Can spending too much time at your computer cause carpal tunnel syndrome? Or is that just a workplace myth that has no scientific basis whatsoever? Khevna Pandit talks to a few doctors to find out
If your job requires you to spend extended periods of time working at a computer, chances are that you’ve probably experienced a piercing pain shooting up and down your wrist at some point. The pain, although seemingly harmless, could be a precursor to a painful condition known as carpal tunnel syndrome (CTS). This is an ominous sounding term, and for good reason. While most of us tend to ignore the pain, carpal tunnel sydrome can have serious consequences if left unaddressed.
What is it?
The carpal tunnel is a narrow passage formed by the bones of your wrist and a ligament where the palm and forearm meet. The roof of this tunnel is formed by a thick ligament and several tendons. Your median nerve — a major nerve in your forearm — passes through this tunnel. The carpal tunnel protects your median nerve as it runs from your forearm into your hand. Along with controlling some movement of your thumb, the median nerve is responsible for the sensation of touch in your thumb, index, middle and half of your ring finger. The pain in your wrist after long hours of typing is caused by an inflammation or swelling of the tendons in the carpal tunnel. Ignoring the pain exacerbates the pressure on the median nerve and this eventually leads to carpal tunnel syndrome.
Who is at risk?
While anyone can get carpal tunnel syndrome, the condition isn’t normally seen in people younger than 20-years-old. There are several myths regarding CTS risk factors — one misconception is that women above 50 years of age are at a greater risk. According to the National Institute of Neurological Disorders and Stroke, women are three times more likely than men to be diagnosed with CTS, regardless of their age or whether they work on a computer.
Is it a work myth?
CTS is a real thing, but does typing or using the computer for long hours really put you at risk? The theory has been dismissed quite a few times. But, Dr. Sachin Bhatt, an orthopedic surgeon at SRV Hospital, Mumbai, tells us, “It isn’t a complete myth; typing is not the only cause of CTS. Using a keyboard for long hours at a time won’t necessarily lead to CTS, but applying too much pressure while typing is definitely one of the reasons for the issue.”
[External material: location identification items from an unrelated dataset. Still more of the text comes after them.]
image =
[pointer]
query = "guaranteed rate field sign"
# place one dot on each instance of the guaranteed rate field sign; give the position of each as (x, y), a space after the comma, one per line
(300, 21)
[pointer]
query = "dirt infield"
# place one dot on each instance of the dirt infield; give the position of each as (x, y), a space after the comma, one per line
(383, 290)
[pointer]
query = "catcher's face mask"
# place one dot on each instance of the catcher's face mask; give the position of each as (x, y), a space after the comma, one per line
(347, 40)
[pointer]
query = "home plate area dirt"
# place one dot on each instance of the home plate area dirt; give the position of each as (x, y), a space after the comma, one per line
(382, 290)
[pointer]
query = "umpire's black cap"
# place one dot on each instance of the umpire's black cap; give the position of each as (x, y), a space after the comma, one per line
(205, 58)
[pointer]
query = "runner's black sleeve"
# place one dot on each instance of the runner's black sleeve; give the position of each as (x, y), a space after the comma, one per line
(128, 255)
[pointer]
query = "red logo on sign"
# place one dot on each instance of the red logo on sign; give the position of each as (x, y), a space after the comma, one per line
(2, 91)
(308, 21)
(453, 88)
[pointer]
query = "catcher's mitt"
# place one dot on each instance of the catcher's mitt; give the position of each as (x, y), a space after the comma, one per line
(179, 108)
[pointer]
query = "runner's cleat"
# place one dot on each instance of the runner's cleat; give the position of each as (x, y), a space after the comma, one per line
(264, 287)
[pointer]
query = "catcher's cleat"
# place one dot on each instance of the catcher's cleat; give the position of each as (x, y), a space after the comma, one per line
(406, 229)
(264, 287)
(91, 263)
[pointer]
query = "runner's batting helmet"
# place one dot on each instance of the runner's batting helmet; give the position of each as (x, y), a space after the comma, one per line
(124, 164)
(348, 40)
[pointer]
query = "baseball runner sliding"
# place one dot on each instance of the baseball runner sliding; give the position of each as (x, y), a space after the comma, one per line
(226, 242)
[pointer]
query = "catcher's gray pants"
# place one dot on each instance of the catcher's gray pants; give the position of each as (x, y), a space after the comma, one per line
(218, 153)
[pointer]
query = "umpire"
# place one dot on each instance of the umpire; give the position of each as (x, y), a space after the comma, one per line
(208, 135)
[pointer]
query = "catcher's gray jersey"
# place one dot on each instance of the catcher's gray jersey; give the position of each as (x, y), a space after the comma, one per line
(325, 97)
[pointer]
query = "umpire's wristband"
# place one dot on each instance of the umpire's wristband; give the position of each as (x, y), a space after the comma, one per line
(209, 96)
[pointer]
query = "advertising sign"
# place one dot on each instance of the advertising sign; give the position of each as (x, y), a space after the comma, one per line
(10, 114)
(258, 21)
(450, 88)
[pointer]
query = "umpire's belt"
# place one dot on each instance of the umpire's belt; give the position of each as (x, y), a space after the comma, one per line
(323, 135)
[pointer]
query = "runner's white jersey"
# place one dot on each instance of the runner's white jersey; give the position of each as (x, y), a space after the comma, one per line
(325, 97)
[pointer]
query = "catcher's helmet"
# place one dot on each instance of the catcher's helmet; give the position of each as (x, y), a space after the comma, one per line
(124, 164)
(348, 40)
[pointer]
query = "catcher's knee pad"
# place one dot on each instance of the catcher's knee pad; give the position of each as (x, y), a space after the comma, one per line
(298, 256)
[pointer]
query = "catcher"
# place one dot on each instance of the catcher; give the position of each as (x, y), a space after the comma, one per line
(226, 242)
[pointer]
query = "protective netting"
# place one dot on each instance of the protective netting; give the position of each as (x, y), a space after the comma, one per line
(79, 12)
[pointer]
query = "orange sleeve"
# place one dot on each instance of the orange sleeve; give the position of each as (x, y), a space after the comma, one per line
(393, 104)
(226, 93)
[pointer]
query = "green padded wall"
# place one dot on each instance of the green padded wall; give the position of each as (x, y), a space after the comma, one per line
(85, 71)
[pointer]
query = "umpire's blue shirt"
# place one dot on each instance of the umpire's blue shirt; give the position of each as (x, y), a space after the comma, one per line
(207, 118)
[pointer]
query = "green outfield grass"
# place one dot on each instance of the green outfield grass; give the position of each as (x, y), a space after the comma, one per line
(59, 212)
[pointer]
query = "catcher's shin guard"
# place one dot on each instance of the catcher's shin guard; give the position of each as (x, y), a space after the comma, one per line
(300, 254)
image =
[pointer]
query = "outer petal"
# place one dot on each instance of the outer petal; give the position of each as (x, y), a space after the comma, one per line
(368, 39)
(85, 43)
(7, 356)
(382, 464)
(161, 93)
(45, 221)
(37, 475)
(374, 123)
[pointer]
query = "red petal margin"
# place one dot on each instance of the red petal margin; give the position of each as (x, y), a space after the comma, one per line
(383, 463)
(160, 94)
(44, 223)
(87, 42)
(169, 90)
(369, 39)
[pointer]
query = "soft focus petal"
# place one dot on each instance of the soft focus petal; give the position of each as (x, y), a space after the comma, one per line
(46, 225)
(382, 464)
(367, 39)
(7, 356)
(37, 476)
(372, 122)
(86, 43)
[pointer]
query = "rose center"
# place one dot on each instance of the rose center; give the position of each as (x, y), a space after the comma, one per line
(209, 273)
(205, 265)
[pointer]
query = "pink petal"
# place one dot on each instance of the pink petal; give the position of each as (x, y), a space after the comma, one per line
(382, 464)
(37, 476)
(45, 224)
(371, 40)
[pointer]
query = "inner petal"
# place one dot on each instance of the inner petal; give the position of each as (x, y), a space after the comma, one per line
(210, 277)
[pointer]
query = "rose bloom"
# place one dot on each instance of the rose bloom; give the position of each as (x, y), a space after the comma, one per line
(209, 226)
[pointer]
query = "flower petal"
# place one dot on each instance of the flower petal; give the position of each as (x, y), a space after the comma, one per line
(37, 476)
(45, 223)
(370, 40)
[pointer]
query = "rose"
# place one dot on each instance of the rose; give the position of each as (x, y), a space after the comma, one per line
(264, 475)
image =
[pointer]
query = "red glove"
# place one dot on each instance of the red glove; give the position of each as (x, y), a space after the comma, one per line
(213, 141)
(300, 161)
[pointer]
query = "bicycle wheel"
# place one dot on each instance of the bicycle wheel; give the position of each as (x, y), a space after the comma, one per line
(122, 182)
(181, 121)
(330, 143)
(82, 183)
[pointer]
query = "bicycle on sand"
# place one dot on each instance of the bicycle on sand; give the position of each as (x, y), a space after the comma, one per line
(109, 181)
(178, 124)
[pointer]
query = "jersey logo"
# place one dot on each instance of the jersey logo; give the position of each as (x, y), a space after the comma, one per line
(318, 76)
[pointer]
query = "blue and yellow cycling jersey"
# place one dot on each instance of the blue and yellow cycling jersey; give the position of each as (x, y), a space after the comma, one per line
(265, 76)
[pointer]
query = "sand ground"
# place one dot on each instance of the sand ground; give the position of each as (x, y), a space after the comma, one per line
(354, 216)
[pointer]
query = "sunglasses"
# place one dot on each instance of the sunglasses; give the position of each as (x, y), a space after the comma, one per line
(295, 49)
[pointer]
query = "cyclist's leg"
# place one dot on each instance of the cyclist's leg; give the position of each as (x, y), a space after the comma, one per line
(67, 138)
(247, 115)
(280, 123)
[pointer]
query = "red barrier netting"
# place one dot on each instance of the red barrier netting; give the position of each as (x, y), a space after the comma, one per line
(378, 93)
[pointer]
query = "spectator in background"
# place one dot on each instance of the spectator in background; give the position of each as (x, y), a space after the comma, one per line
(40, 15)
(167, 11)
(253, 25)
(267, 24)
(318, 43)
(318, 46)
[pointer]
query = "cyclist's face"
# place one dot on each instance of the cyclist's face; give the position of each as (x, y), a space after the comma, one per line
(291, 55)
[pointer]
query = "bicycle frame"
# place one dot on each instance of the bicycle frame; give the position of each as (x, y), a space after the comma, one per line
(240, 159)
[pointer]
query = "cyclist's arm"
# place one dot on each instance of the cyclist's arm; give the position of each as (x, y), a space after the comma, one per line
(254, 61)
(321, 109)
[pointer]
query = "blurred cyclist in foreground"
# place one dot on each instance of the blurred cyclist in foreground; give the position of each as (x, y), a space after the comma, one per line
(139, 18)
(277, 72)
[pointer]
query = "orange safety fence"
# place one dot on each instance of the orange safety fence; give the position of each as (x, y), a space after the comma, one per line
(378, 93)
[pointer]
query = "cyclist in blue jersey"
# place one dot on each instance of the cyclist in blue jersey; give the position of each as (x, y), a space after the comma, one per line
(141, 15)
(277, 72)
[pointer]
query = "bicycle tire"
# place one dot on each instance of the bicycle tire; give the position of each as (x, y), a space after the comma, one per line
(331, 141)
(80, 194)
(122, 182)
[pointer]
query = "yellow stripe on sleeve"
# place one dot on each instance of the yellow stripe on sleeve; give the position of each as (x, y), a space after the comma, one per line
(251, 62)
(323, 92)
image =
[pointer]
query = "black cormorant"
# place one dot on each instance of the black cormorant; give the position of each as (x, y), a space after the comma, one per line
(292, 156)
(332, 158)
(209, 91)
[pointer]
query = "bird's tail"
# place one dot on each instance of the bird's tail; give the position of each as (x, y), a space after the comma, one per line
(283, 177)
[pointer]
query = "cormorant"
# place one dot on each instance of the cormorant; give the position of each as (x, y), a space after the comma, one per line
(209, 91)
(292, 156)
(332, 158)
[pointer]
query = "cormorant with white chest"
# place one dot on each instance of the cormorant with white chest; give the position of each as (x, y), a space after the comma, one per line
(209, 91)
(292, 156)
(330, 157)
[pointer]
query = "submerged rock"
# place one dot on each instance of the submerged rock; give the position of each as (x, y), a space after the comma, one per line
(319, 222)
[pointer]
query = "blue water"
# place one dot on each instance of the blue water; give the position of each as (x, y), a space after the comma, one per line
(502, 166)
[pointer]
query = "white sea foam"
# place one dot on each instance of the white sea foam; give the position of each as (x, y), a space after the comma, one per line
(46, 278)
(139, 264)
Prevention is better than cure
CTS can be avoided at an early stage and you can prevent the condition from deteriorating. “Avoid spending too much time at your computer at a stretch. Take frequent breaks while working, giving your wrists a chance to relax. You can also practise wrist exercises to prevent CTS,” Dr. Sachin says. Paying attention to yourself and learning to recognise the signs will protect you from a more serious problem in the future.
Treatment for CTS
If you do develop CTS, what then? We spoke to Dr. Shruti Barve, a physiotherapist at Care24, who tells us about diagnosis and subsequent treatment of CTS. First, your doctor will administer these tests:
Phalen’s sign test You have to hold your arms out in front of you and then flex your wrists, letting your hands hang down for about 60 seconds. If you feel a tingling, numbness or pain in your fingers during these 60 seconds, you may have carpal tunnel syndrome.
Tinel test In this test, the doctor will tap or press on the median nerve in your wrist. If you feel a tingling in your fingers or if you feel something like an electric shock, you may have carpal tunnel syndrome.
If you’re diagnosed with CTS, you will have to undergo physiotherapy, which will include the following:
Gliding exercises Moving your fingers in a specified pattern of exercises may help your tendons and nerves glide more smoothly through your carpal tunnel.
Ultrasound Pulsed or continuous ultrasound directed at the carpal tunnel can reduce pain and numbness, and improve hand strength.
Splints Splints that immobilise the wrist in a neutral (unbent) position are most likely to relieve discomfort. The carpal tunnel is the widest in an unbent wrist. So, a splint to keep your wrist in this position reduces pressure on the median nerve, relieving your symptoms.